Il gene PIEZO2 e la propriocezione
A quel punto è risultata chiara la possibilità di provare a scoprire la funzione di un gene rimasto a lungo misterioso ed allora, partendo dalla presentazione clinica delle pazienti, i ricercatori hanno approntato alcuni test incentrati sull’aspetto della propriocezione, per verificare fino a che punto la mutazione riscontrata influisse su questa particolare capacità. Si è appurato che, mentre alla luce del sole almeno una delle due ragazze era capace di camminare, seppur con andamento claudicante, quando le veniva posta una benda sugli occhi, la ragazza non era più capace nemmeno di mantenersi in piedi. Allo stesso tempo, con diversi strumenti, si è notato che la malattia rendeva le due ragazze meno sensibili a vibrazioni e stimoli pressori applicati sulla pelle e, in caso di due stimoli generati in contemporanea, solo raramente riuscivano a discernerli come separati. L’esperimento cardine della ricerca, quello che dimostra più di tutti l’importanza della propriocezione, verteva sulla capacità di riuscire a portare la mano in corrispondenza prima del naso e poi di un bersaglio posizionato di fronte alla paziente, un esercizio che apparirebbe banale e di semplice esecuzione per chiunque. Tuttavia, mentre con l’ausilio della vista entrambe le ragazze riuscivano a compiere questo gesto elementare, quando venivano bendate nessuna delle due era capace di portare la mano sul bersaglio, dimostrando proprio la perdita della capacità di avvertire il posizionamento del proprio corpo nello spazio.

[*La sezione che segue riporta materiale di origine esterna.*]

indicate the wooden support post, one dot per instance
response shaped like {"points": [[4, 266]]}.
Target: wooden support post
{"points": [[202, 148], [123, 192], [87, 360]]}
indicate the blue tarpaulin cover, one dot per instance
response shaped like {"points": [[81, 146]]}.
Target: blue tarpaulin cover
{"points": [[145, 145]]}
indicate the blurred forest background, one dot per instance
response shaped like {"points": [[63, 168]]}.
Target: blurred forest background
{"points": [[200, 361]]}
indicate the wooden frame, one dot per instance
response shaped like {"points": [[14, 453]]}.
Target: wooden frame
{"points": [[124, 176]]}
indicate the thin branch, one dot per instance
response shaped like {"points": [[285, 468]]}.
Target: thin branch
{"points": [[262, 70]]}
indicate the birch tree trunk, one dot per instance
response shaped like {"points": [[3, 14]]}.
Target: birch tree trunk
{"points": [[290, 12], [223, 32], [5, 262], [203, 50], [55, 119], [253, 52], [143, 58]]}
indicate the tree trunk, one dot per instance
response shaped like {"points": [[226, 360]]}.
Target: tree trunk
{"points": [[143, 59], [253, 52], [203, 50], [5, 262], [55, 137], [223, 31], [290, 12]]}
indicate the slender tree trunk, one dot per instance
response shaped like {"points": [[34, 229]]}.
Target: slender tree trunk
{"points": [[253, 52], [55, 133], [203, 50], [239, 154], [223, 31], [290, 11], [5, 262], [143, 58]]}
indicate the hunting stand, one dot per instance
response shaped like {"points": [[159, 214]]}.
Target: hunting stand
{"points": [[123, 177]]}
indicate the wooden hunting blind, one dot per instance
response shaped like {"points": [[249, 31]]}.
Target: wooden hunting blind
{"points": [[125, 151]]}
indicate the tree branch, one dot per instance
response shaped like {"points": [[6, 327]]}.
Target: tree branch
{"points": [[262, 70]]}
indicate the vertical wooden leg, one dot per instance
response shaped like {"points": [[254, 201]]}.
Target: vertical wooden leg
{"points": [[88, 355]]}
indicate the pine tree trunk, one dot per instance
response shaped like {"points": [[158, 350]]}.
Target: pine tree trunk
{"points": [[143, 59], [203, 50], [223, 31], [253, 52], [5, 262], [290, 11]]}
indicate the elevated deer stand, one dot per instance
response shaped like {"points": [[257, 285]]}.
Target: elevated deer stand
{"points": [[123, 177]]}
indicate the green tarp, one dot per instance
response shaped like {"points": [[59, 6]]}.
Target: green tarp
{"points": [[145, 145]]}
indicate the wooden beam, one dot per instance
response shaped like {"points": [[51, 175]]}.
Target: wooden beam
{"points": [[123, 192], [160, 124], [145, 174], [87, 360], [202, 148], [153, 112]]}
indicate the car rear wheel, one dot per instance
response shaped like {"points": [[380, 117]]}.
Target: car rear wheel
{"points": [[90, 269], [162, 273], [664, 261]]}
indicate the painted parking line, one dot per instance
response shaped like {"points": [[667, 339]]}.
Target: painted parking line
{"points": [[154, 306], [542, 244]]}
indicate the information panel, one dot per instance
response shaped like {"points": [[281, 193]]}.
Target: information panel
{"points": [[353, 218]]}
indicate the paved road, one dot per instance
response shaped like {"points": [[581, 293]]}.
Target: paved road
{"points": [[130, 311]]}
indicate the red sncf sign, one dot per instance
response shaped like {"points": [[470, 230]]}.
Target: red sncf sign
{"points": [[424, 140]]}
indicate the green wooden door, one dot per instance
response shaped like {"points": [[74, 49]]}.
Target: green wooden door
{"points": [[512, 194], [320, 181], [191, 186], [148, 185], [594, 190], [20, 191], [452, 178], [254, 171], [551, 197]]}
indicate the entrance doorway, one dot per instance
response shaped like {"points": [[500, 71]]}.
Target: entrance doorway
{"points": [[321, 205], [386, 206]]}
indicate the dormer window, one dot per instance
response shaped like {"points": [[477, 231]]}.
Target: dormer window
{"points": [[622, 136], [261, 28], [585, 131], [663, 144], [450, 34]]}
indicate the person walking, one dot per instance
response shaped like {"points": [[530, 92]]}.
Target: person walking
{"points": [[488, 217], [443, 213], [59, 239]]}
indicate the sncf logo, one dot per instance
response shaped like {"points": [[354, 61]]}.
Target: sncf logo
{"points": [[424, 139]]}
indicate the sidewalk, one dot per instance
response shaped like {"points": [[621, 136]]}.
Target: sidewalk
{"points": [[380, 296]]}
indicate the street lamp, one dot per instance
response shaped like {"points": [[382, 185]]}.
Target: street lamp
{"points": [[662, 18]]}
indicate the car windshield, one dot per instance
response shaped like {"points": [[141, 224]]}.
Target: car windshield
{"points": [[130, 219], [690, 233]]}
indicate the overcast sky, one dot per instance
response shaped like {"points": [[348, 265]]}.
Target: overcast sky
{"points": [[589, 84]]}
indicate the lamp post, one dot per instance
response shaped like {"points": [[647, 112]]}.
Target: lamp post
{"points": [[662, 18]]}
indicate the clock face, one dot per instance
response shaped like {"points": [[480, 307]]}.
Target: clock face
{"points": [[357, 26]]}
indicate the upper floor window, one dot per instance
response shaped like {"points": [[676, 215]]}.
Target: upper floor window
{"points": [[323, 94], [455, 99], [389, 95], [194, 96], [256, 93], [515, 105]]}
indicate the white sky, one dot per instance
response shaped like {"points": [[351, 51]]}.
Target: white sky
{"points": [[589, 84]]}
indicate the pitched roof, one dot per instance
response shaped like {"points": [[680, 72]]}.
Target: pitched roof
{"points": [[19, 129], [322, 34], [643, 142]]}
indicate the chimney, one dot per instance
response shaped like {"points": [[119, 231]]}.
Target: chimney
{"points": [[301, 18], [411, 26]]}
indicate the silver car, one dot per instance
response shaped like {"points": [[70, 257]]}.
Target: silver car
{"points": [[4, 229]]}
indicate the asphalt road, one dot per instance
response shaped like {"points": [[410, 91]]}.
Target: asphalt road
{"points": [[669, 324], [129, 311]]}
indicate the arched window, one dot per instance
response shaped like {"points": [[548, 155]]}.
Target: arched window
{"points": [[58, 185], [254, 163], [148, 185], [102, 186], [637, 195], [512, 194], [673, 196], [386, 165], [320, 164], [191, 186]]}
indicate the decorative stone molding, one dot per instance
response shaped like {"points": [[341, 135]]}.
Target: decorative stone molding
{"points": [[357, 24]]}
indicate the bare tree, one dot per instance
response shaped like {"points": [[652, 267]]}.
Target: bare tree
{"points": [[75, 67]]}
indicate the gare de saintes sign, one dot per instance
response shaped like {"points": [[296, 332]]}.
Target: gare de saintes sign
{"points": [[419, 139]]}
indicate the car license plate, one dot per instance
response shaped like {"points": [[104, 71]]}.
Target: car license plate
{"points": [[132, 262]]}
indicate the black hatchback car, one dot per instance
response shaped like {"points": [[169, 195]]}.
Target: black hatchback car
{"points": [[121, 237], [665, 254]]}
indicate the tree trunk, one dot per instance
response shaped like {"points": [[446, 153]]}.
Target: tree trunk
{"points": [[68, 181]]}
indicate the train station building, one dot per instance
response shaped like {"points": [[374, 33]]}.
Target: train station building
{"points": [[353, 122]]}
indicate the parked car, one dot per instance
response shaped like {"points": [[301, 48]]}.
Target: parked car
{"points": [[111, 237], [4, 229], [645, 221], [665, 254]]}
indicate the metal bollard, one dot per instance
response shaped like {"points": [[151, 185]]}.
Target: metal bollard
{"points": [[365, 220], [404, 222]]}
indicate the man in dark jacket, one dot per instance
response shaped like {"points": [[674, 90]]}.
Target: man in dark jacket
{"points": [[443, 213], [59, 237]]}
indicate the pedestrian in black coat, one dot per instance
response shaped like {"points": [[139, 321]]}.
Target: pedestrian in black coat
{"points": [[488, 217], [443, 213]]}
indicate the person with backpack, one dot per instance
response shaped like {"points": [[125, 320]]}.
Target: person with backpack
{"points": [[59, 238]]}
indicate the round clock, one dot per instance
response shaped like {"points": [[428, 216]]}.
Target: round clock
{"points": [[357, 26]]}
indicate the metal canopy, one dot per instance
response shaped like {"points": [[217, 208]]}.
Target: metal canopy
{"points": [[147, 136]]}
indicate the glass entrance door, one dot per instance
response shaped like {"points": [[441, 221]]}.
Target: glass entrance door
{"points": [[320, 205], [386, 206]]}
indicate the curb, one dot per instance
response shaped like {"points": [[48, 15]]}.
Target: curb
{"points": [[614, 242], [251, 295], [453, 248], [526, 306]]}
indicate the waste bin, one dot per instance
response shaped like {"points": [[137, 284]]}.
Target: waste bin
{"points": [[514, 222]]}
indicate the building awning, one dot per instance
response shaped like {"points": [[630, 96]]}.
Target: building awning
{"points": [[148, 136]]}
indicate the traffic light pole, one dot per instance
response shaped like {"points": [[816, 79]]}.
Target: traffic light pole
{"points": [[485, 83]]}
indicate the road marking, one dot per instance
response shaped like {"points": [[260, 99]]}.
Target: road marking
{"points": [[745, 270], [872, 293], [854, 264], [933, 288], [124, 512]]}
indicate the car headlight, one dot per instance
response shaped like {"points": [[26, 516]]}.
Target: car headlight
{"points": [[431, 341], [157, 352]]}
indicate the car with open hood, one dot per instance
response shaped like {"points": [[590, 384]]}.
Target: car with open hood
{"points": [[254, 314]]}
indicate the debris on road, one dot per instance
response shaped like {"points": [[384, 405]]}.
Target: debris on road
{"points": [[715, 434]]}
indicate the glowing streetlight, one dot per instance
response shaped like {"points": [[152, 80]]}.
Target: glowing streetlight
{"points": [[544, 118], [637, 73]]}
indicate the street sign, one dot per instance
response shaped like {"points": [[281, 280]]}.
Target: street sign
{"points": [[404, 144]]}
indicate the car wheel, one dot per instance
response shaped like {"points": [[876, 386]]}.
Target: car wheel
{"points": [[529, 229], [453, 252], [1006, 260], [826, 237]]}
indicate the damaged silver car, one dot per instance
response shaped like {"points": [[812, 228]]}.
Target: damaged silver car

Un ampio orizzonte, dalla patologia allo sport
La scoperta del coinvolgimento del canale ionico di membrana codificato dal gene PIEZO2 rappresenta un ottimo punto di partenza per la comprensione dei meccanismi molecolari della propriocezione. Oltre a poter essere potenzialmente implicato in altre patologie, questo gene potrebbe anche essere uno di più fattori genetici responsabili dello sviluppo, in alcune persone, di certe capacità di coordinazione al di fuori del normale. In particolare l’attenzione dei ricercatori si focalizzerà anche sullo studio di atleti affermati in campi come quello dell’atletica leggera, in cui la gestione del corpo è fondamentale per ottenere buoni risultati.
Si potrebbe prospettare, a tal proposito, la presenza di alcune varianti geniche di PIEZO2, così come di altri geni ancora ignoti, capaci di rendere determinate persone più abili rispetto ad altre nello sfruttare la propria sensibilità propriocettiva. L’aumento delle capacità propriocettive d’altronde costituisce già da un po’ di tempo un target in ambito sportivo, in cui ci si avvale sempre di più di alcuni esercizi che permettono di migliorare l’esecuzione dei movimenti, prevenendo in tal modo gli infortuni. Dunque la propriocezione, alla luce di questa nuova interessante scoperta, si configura sempre più come un “sesto senso” atipico, da troppo tempo sottovalutato, ma di fondamentale importanza per la vita dell’uomo.